On Dec. 21, President Joe Biden signed a spending bill to keep the federal government operating into 2025, leaving the planned 2.83% across-the-board Medicare physician payment cut untouched.
The cut, which is set to take effect Jan. 1, has been slammed by physicians since it was first announced.
"For the fifth consecutive year, Congress has adjourned and allowed Medicare cuts," American Medical Association President Bruce Scott, MD, said in a Dec. 21 news release. "What will be the result? Patients struggling to access health care. Physicians closing or selling their private practices while others opt to leave the profession."
Physicians' Medicare pay rates have dropped 33% over 20 years, and Congress has not accounted for inflation adjustments, prior authorization reforms and rising care costs, according to the organization.
The group has warned that without reform to the Medicare payment system, physicians are going to face "an oncoming crisis" in medical care, Dr. Scott said.
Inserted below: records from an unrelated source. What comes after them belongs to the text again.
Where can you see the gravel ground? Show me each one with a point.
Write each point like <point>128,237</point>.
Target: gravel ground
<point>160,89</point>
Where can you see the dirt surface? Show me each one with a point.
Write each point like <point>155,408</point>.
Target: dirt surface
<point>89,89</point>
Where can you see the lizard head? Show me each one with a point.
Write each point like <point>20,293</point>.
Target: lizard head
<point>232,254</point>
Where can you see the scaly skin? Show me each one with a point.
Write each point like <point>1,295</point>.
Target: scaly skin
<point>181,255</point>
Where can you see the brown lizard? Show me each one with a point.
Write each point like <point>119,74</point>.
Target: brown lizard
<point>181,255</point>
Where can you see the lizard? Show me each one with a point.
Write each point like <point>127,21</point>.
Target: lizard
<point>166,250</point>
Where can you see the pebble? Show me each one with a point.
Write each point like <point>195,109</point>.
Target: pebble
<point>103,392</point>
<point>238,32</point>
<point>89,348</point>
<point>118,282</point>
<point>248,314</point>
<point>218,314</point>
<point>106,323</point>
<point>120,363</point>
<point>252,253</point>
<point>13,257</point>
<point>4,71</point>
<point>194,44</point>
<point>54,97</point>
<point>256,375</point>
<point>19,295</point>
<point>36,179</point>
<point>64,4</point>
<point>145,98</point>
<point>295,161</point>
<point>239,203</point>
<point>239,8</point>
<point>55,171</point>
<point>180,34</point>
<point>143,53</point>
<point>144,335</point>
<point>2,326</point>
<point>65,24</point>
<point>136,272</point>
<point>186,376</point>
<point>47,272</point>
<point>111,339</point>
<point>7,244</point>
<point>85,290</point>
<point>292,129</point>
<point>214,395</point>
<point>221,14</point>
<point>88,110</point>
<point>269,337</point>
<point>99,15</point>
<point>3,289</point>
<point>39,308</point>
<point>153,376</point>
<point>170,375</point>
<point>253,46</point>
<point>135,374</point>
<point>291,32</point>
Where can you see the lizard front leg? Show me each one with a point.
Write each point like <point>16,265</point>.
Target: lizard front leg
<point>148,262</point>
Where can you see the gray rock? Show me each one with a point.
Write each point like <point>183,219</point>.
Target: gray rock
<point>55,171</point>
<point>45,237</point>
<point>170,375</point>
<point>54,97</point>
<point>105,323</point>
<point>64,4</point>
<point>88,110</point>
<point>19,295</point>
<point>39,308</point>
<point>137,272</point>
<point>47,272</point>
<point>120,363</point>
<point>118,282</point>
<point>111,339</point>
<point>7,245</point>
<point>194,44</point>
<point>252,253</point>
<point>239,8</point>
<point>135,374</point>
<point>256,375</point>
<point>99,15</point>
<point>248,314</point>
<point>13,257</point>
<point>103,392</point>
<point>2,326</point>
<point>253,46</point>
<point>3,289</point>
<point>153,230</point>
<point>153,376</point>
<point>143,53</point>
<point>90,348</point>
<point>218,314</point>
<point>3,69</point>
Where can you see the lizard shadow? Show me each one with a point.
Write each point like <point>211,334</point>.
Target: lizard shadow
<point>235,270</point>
The AMA has supported bipartisan legislation to stop cuts, including the Strengthening Medicare for Patients Providers Act, which would give physicians an annual Medicare payment update tied to the Medicare Economic Index.
The group also backs the bipartisan Provider Reimbursement Stability Act, which would reform the Medicare payment schedule budget-neutrality policies by requiring CMS to reconcile inaccurate utilization projections based on actual claims and prospectively revise the conversion factor accordingly.
The group has also developed a statutory proposal to replace Medicare's Merit-based Incentive Payment Systems model of payment adjustments with an approach tied to annual payment updates. The replacement would give CMS incentives to share data with physicians and improve the measures, the AMA said.